I took this photo of ranunculus at the 2011 San Francisco Flower and Garden Show (which is coming up again this week, March 20-24.)
Who knew ranuncs came tissue-petaled in cinnamon brown and pale peach? Last fall I tried like mad to find a selection of tubers with colors similar to these with no success at all. Local sources of tubers come in primary colors: Red, dark pink, white, yellow.
I settled for orange and cut the first flowers just yesterday from my community garden plot.
Riddle me this: Why do cut flower growers have access to an amazing selection of colors while the home grower does not?
Colors like these need to be shared.
Willow Creek Gardens offers a couple offbeat colors like ‘Merlot’ and ‘Flamenco,’ both from the California grower Carlsbad Flower Fields, which opens its flower fields March 1 thru May 12, 2013, an event that sounds similar to the flower extravaganzas more common in the Netherlands. I’ve never attended before. I likewise haven’t ordered from Willow Creek Gardens before, but they get good reviews on davesgarden.
Ranunculus are amazing cut flowers. Please tempt us with more varied and complex colors, okay?
I went to the Carlsbad Flower Fields event a few years back, which was good because they were selling ranunculus in a lot of colors you don’t normally see. I didn’t take the tour, I don’t remember why. It was probably crazy expensive. Worth a drive out there, because Carlsbad and Cardiff, etc. are really pretty, and because the roadside strawberries are incredible. Huge.

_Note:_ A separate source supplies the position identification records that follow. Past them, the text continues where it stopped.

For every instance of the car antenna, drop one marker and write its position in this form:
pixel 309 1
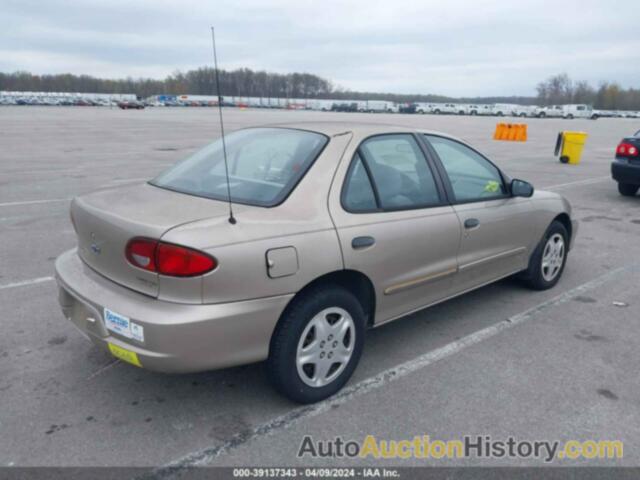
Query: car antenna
pixel 232 219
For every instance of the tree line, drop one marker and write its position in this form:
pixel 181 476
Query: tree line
pixel 560 89
pixel 557 89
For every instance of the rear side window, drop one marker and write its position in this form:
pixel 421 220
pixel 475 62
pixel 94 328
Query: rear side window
pixel 265 165
pixel 391 171
pixel 472 177
pixel 359 195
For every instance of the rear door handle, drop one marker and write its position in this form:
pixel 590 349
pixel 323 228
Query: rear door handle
pixel 362 242
pixel 471 223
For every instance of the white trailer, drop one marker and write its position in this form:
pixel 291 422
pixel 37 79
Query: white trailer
pixel 577 111
pixel 439 108
pixel 554 111
pixel 504 109
pixel 422 107
pixel 378 106
pixel 474 109
pixel 525 111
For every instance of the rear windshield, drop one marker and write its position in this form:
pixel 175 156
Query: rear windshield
pixel 265 165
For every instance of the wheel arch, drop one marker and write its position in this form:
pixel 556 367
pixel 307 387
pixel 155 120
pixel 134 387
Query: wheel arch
pixel 565 220
pixel 353 281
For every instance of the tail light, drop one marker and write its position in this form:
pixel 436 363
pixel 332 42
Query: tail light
pixel 627 150
pixel 167 258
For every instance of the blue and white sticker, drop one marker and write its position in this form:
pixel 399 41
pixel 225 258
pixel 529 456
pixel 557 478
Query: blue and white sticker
pixel 123 326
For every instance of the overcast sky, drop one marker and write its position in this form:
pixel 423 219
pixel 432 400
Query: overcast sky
pixel 451 47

Lena, thanks for the info. Might be worth a roadtrip for strawberrries and ranuncs!
I found the merlot color tubers here in SoCal, at Rogers Garden I think. I grabbed them just because I hadn’t seen this color before. In bloom now, they’re nice but more pink than plum in color, far from the wonderful deep plum color shown in your picture.
Kris, I did check Roger’s too, since they’re usually the best bet for better varieties. I must have passed on the Merlot or they had run out. Yes, plum, not pink!